Nice essay by Prof Sudha Narayanan of IGIDR in TheIndiaForum website which is making a habit of publishing interesting stuff:

Indian dairy is one of the most important segments within agriculture; it is also the fastest growing segment. In a sector that is otherwise widely acknowledged as being in a crisis, dairy has often provided the rare happy news, growing routinely in real terms at over 5% per annum in recent years. It accounts for two-thirds of the value of output in the livestock sector that, in turns, accounts for a quarter of the country’s agricultural GDP. Dairy has therefore become an obvious focal point for the government’s goal to double farmers’ incomes by 2022.
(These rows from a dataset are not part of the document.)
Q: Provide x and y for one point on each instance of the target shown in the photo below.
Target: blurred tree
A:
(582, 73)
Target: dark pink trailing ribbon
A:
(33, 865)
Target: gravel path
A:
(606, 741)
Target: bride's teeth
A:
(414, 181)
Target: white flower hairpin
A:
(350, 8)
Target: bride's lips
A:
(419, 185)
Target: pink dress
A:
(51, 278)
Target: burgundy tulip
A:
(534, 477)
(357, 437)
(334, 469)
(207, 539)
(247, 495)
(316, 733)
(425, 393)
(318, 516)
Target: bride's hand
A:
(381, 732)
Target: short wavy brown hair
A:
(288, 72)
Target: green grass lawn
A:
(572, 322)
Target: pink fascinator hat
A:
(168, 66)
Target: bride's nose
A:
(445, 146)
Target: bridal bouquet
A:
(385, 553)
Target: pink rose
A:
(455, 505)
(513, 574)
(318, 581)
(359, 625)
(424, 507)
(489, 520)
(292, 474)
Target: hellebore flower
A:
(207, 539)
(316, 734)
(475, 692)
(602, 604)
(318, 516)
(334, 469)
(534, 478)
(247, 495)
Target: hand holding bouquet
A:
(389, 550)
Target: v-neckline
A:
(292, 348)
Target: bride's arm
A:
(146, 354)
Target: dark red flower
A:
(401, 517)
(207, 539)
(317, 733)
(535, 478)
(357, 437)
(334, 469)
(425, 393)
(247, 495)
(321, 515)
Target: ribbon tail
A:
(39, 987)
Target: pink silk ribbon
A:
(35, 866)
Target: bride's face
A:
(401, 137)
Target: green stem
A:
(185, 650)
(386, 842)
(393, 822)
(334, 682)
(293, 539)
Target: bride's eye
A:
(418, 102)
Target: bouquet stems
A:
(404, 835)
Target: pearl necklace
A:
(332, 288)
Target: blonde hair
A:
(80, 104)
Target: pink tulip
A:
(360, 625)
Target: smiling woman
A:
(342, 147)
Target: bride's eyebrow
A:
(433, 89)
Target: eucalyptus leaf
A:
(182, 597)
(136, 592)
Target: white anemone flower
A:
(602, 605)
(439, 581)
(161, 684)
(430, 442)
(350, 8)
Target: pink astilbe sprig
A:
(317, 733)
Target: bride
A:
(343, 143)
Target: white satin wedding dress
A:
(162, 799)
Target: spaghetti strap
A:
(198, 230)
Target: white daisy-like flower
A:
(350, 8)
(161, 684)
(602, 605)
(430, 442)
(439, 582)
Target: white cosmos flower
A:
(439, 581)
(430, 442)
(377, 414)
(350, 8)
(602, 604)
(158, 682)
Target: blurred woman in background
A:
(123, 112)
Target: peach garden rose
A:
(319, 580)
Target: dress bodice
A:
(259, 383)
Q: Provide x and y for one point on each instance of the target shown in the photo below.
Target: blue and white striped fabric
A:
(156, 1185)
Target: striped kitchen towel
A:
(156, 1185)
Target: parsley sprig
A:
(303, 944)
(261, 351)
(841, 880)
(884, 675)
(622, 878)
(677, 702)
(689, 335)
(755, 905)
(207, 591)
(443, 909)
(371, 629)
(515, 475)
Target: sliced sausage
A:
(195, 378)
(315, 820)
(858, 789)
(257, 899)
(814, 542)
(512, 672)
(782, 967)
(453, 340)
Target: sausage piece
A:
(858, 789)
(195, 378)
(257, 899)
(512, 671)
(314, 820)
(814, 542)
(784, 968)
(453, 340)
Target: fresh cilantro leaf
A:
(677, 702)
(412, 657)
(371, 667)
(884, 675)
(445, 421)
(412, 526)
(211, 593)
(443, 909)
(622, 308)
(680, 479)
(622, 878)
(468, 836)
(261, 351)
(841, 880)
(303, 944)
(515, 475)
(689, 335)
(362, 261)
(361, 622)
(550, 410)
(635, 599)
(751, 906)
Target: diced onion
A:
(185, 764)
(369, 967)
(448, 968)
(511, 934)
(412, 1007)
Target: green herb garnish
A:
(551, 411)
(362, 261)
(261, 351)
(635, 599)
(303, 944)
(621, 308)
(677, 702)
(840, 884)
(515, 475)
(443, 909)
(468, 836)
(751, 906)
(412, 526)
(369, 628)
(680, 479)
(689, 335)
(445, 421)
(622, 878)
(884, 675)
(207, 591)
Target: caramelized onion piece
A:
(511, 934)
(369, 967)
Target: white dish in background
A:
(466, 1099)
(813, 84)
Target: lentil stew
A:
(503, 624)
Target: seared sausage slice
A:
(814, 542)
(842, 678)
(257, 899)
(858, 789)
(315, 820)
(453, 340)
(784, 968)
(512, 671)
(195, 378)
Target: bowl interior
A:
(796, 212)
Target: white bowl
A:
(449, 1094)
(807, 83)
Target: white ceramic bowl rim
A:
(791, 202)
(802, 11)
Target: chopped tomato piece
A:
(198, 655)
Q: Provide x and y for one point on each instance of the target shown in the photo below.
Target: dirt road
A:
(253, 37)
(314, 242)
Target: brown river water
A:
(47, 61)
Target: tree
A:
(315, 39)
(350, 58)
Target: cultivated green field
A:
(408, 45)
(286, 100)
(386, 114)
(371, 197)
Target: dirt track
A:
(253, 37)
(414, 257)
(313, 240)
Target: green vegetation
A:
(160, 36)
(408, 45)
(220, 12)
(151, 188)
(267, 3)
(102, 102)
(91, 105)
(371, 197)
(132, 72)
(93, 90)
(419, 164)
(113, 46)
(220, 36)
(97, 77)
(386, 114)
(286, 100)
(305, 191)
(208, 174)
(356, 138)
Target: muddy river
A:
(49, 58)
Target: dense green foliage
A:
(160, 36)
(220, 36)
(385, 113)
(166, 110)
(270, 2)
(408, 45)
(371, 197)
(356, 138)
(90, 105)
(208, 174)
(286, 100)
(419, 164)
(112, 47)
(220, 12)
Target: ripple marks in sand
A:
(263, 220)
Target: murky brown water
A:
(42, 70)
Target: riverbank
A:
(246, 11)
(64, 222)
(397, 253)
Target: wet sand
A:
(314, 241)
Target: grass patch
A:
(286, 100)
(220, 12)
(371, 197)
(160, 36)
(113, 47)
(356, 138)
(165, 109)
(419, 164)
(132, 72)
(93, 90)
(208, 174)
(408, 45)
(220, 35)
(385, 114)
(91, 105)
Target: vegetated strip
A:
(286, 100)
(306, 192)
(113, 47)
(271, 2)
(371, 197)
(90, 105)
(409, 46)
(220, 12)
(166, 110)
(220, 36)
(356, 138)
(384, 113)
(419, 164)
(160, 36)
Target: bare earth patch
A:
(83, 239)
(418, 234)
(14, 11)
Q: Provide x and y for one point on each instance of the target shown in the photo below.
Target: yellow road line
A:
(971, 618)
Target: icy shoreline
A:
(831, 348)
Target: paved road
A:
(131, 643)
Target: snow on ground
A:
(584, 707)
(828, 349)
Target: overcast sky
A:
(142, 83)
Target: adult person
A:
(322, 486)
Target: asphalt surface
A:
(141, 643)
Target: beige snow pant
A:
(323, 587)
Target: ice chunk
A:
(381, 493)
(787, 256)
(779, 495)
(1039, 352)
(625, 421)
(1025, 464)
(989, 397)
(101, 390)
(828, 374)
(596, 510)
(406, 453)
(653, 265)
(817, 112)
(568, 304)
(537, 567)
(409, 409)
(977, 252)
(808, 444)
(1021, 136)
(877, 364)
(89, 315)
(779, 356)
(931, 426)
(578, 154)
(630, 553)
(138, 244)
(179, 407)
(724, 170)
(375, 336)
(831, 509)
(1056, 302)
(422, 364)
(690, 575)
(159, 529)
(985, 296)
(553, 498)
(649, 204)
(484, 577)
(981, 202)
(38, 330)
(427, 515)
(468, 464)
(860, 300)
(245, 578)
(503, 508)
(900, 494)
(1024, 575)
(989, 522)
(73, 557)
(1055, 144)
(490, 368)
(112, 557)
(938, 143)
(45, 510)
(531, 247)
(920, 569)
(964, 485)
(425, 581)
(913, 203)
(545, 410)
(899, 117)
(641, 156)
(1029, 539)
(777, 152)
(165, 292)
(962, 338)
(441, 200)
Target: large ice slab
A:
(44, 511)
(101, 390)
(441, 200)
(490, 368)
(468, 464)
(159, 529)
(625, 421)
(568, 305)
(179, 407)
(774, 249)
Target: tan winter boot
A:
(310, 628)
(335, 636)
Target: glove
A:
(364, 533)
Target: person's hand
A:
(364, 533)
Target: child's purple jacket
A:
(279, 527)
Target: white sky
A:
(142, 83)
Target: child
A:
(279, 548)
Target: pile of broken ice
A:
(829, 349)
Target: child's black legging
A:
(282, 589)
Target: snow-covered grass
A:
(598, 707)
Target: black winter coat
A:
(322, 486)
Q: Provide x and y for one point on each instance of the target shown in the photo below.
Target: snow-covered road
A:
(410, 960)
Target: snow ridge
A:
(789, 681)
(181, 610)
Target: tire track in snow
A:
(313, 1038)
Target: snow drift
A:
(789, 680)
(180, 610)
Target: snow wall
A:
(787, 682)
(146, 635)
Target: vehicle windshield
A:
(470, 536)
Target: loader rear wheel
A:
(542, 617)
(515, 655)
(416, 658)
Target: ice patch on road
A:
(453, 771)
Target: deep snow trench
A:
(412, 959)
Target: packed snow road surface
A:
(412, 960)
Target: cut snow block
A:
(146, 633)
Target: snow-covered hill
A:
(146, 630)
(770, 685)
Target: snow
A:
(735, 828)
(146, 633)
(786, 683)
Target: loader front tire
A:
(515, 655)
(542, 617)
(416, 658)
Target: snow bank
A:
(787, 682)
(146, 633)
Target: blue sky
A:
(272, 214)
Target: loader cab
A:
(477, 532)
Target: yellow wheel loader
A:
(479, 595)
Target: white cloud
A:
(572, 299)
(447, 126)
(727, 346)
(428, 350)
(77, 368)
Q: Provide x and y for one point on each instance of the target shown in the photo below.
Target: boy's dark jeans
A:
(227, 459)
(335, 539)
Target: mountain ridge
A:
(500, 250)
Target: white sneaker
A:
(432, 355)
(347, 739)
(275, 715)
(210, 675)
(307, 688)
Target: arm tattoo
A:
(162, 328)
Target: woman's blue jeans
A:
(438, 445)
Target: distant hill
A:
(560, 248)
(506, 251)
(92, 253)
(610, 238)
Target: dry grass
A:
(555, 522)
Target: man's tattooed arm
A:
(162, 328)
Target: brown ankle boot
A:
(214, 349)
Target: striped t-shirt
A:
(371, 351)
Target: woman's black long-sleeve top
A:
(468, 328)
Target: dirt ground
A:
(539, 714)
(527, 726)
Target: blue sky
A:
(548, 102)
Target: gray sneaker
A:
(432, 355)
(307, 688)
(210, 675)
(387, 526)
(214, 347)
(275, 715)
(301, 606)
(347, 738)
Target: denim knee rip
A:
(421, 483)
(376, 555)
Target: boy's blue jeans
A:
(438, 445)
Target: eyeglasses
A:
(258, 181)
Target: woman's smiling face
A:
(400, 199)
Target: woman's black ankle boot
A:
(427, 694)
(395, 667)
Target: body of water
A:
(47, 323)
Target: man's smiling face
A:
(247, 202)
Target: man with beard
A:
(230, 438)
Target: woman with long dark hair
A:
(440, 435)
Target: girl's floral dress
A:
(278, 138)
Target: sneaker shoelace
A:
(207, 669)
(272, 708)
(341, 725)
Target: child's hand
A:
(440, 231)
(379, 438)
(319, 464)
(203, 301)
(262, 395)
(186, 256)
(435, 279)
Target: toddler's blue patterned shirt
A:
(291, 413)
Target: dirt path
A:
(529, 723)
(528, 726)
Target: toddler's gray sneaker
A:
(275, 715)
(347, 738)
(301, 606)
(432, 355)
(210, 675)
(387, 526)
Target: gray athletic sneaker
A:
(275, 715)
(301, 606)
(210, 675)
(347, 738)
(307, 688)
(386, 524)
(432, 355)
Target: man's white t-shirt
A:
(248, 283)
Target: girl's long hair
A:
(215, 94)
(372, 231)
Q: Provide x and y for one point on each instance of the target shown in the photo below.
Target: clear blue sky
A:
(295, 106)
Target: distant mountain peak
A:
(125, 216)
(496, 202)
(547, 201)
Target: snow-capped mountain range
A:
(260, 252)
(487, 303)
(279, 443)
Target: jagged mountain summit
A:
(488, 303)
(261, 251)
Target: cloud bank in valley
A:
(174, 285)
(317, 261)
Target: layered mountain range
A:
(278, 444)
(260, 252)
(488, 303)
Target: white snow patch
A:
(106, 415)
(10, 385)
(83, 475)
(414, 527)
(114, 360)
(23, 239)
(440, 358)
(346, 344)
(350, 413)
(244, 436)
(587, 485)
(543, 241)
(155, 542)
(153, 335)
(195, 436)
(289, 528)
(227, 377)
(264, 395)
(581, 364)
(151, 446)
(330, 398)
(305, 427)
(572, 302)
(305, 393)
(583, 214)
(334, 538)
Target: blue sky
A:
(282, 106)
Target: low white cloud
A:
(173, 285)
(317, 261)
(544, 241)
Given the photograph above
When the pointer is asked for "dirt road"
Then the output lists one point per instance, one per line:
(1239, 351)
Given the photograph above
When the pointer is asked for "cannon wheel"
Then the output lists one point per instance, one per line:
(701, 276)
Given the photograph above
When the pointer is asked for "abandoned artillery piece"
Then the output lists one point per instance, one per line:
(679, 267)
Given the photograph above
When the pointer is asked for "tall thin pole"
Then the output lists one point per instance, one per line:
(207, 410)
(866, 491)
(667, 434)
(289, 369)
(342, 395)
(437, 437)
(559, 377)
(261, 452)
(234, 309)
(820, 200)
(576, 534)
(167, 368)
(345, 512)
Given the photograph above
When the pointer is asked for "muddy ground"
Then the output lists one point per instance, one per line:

Dairy is vital to rural livelihoods. There are an estimated 75 million dairy farmers in the country1, a number larger than the entire population of countries such as the UK, France, Italy or Thailand. It is especially important for women (who account for over 60% of the days devoted to animal rearing2) and those with little land for whom it is an overwhelmingly important source of income. Dairy supply chains have historically also generated substantial employment opportunities. The dairy sector is arguably one of the most complex in the economy, connecting animals, crops, water and humans in a tangled and fragile web.

This article attempts to trace the trajectory of Indian dairy since Independence and to present the challenges currently faced by the sector. That this article comes at a time when India has chosen to walk away from the Regional Comprehensive Economic Partnership (RCEP) offers us an opportunity to reflect on where we are and where we are headed.